Arsène, surnommé Arsenic par ses collègues de boulot. Très grand, voûté, l’œil clair, râleur. Le genre revenu de tout. Sens de la répartie aigre-douce. Bosseur, « pro », toujours syndicaliste mais grand déçu de la politique et des humains en général. Au fond pour lui il n’y a pas d’issue. On naît, on vit, on meurt dans un boyau. Pas de choix. « La vie est un long fleuve de merde ». Il est comme la plupart d’entre nous, incrédule, pragmatique, réaliste et pourtant il rêve d’autre chose, d’un ailleurs, différent. Marié, père de deux enfants qu’il ne voit plus, divorcé. Travaille depuis 30 ans dans les égouts. Passionné contrarié, Il se veut lucide, froid, cynique. Eczéma court dans les égouts…
On entend comme un galop à sa poursuite…
Il passe devant le 109, s’arrête un instant, le téléphone pend avec le même grésillement qu’au début de la pièce. Il finit par trouver l’échelle de sortie, grimpe, trébuche, tombe, se raccroche, continue de monter, soulève enfin la plaque d’égout donnant sur la rue, sort…
Clarté aveuglante…
Plus rien…
La ville a disparu, désintégrée.
On entend alors la voix d’Arsène qui hurle en ricanant : Pourquoi tu cours ma poule ! Je te l’ai dit, y’a plus rien là-haut…
Y’a plus rien…
Les dieux sont revenus…

 

 

Couv_039_Cadéo Alain - Arsenic et Eczéma

 

 

Il y a quelques jours, Martine Cadéo m’a envoyé un message me proposant la lecture d’une pièce de théâtre…
Tout a commencé ce jour-là.
Quelques temps plus tard, elle me prévint que le livre allait pouvoir être envoyé chez moi. Je lui transmis mon adresse pour la seconde fois.
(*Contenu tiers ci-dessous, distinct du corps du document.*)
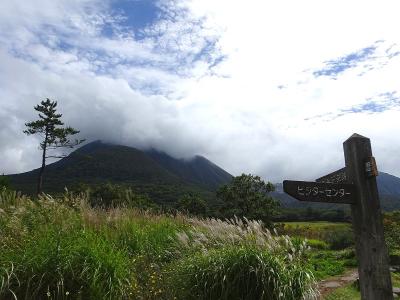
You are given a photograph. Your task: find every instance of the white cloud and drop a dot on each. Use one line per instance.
(157, 92)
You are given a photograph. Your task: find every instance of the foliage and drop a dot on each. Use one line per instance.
(240, 260)
(62, 248)
(4, 182)
(312, 214)
(192, 204)
(49, 127)
(391, 225)
(109, 195)
(337, 235)
(247, 196)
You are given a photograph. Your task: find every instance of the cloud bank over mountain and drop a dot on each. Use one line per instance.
(268, 88)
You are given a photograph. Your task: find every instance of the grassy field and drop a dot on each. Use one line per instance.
(349, 292)
(63, 249)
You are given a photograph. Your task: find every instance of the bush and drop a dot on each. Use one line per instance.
(340, 240)
(240, 273)
(317, 244)
(239, 260)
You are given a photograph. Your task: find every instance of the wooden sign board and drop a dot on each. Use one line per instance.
(338, 176)
(320, 192)
(361, 169)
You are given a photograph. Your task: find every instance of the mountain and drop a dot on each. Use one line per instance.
(156, 173)
(197, 170)
(388, 187)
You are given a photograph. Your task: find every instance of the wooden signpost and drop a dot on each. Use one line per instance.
(356, 185)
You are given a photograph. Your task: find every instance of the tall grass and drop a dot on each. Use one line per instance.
(61, 248)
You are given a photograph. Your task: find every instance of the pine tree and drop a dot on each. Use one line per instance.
(54, 136)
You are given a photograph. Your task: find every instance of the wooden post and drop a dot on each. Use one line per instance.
(371, 250)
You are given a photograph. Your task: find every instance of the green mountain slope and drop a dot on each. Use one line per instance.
(161, 176)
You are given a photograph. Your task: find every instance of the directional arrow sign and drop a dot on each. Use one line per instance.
(338, 176)
(320, 192)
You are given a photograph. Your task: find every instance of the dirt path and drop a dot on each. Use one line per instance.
(328, 285)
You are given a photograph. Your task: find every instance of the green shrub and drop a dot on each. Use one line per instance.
(340, 240)
(60, 263)
(317, 244)
(239, 273)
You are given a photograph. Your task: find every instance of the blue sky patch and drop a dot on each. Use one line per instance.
(378, 104)
(137, 14)
(336, 66)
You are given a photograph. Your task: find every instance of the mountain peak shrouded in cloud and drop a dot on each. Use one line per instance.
(191, 77)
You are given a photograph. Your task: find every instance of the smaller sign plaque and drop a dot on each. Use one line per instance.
(320, 192)
(338, 176)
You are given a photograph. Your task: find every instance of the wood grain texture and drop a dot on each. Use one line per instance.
(375, 281)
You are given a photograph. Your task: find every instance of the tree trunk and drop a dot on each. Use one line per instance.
(41, 171)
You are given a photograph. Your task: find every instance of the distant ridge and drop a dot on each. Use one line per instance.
(156, 173)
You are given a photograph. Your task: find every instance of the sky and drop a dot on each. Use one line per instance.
(271, 88)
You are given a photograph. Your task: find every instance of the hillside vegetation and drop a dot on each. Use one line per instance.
(61, 248)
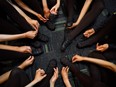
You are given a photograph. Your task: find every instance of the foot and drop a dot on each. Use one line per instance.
(49, 71)
(69, 23)
(35, 44)
(43, 38)
(52, 64)
(65, 44)
(50, 25)
(36, 51)
(65, 62)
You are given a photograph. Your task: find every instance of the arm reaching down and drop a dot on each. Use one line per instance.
(100, 62)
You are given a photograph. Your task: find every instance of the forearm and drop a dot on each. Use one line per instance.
(21, 13)
(102, 63)
(31, 84)
(4, 77)
(58, 2)
(52, 84)
(44, 2)
(25, 7)
(67, 83)
(84, 10)
(7, 47)
(11, 37)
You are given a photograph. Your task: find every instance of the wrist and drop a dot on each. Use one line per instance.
(52, 84)
(67, 83)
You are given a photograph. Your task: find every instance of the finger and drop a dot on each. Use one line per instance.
(97, 44)
(44, 76)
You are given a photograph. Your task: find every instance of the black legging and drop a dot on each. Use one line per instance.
(95, 9)
(36, 5)
(106, 29)
(6, 55)
(7, 27)
(19, 78)
(8, 10)
(101, 74)
(69, 6)
(85, 80)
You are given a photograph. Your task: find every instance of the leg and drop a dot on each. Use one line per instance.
(96, 8)
(95, 69)
(109, 26)
(91, 15)
(51, 3)
(49, 71)
(15, 16)
(85, 80)
(12, 55)
(17, 78)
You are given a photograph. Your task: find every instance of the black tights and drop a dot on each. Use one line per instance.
(71, 7)
(109, 27)
(96, 8)
(36, 5)
(101, 74)
(85, 80)
(17, 78)
(8, 10)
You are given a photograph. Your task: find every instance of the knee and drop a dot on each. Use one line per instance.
(100, 4)
(93, 54)
(16, 71)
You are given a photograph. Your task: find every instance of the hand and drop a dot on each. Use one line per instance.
(41, 18)
(77, 58)
(27, 62)
(40, 74)
(25, 49)
(55, 76)
(89, 33)
(34, 23)
(101, 48)
(64, 73)
(46, 13)
(73, 25)
(31, 34)
(54, 9)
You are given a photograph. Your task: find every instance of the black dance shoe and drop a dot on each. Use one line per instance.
(50, 68)
(36, 51)
(50, 25)
(65, 44)
(35, 44)
(65, 62)
(43, 38)
(69, 23)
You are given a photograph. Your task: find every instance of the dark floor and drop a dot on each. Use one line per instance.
(52, 49)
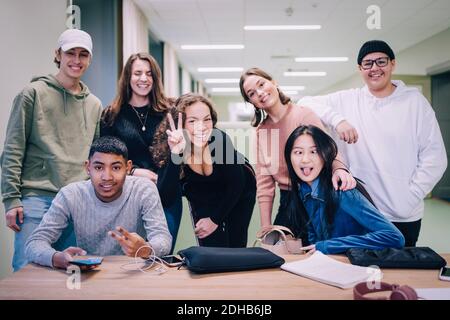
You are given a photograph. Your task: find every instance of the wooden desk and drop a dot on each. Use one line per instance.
(111, 282)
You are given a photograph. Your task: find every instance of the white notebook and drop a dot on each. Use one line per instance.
(322, 268)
C’est à ce moment-là que j’aurai du m’en douter ! Mais je ne savais pas encore où j’allais…
C’était ma première “pièce de théâtre”.
J’avoue que ma curiosité avait été plus rapide que ma raison, compte tenu du volume de ma PAL !
Mais c’était déjà trop tard… j’avais franchi la première étape.

Dès lors, je ne pouvais plus reculer…
Je commençais donc ma lecture.

“Moi, Minotaure…
Je suis repu et fatigué de dévorer des chairs ayant la saveur douceâtre de la raison…”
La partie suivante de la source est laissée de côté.